Emily's Runaway Imagination
- First edition
- Author: Beverly Cleary
- Illustrator: Beth and Joe Krush
- Language: English
- Publisher: William Morrow and Co.
- Publication place: United States of America
- Media type: Print
- Pages: 221

= Emily's Runaway Imagination =

Book by Beverly Cleary

Emily's Runaway Imagination is a children's novel by American writer Beverly Cleary, first published in 1961. Set in the 1920s, the plot follows the experiences of a young, imaginative girl named Emily over the course of a year. She eventually starts a library in her fictional hometown of Pitchfork, Oregon.

The book is notable for its portrayal of a fictional Chinese immigrant named Fong Quok, who was inspired by Quong Hop, who owned a laundry business in Yamhill County, Oregon, where Cleary grew up.

==Plot==
Set in the small town of Pitchfork, Oregon, in the early 1900s, the story follows Emily Bartlett, a spirited and imaginative girl whose tendency to exaggerate and act on her ideas often leads to trouble. Living with her mother and younger sister after her father leaves to find work, Emily navigates school friendships, and daily life, but her runaway imagination causes a series of embarrassing misunderstandings and mishaps that affect both her family and her standing in the community.
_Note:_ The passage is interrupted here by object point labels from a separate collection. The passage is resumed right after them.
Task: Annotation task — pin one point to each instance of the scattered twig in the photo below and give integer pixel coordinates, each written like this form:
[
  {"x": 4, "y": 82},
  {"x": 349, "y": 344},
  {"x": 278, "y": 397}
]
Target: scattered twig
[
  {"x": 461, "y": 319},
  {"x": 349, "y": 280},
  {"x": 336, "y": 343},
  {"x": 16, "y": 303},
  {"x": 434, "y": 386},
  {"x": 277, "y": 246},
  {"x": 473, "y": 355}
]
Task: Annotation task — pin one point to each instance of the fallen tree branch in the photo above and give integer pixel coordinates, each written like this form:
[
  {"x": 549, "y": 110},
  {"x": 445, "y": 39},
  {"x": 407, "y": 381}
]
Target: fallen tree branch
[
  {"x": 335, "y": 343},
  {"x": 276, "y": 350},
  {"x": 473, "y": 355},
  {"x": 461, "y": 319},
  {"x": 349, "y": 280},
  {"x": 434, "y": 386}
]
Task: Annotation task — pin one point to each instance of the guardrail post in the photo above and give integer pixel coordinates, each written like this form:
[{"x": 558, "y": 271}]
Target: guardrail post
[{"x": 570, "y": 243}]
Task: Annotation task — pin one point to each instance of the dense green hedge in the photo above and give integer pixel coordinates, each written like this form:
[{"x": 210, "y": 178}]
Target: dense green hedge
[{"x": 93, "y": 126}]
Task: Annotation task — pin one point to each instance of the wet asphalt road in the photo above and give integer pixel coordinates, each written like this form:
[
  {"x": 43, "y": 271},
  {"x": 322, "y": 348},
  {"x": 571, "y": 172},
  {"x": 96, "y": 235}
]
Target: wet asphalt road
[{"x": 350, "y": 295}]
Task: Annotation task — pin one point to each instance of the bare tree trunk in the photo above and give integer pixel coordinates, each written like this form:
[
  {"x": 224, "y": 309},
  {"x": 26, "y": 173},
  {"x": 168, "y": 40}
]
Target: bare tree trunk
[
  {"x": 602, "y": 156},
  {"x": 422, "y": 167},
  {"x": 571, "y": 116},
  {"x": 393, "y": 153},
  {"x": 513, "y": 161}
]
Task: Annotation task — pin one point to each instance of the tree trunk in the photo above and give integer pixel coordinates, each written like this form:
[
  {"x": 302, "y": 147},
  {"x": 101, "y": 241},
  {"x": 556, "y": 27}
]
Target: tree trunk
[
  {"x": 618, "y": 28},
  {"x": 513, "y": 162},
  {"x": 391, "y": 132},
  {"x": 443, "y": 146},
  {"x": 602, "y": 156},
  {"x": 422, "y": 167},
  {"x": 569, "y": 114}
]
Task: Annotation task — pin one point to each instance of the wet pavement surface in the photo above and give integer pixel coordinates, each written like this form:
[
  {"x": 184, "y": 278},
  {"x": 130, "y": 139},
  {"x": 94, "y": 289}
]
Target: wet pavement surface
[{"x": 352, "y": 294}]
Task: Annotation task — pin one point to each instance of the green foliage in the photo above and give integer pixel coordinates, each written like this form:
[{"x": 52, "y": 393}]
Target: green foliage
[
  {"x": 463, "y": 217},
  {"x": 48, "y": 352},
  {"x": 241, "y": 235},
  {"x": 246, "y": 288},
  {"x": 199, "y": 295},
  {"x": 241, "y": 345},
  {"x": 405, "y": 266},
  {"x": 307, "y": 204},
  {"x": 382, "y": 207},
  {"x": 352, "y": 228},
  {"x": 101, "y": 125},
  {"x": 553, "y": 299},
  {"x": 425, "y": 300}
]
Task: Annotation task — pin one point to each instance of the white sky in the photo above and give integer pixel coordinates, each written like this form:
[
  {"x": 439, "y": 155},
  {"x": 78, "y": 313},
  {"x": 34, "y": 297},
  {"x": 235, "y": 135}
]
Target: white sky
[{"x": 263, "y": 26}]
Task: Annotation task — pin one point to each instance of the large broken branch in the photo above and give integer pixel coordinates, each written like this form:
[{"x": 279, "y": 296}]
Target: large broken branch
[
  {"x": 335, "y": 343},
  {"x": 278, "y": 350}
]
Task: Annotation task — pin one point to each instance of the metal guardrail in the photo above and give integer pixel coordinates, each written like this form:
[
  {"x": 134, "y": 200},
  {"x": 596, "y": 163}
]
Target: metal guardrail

She becomes noteworthy throughout Pitchfork for the predicaments she creates, such as intoxicating her father's pigs by feeding them rotten apples to avoid a chiding from her mother for wasting food, bleaching a plow horse with Clorox to impress a visiting cousin, and humiliating herself publicly by correcting the language of a Chinese neighbor after he mispronounces the name of her pet collie.

As Emily faces the consequences of her actions through strained relationships, public embarrassment, and hard-earned lessons, she gradually begins to mature. Over time, she learns the importance of honesty, self-control, and considering others, ultimately finding a balance between her vivid imagination and a growing sense of responsibility.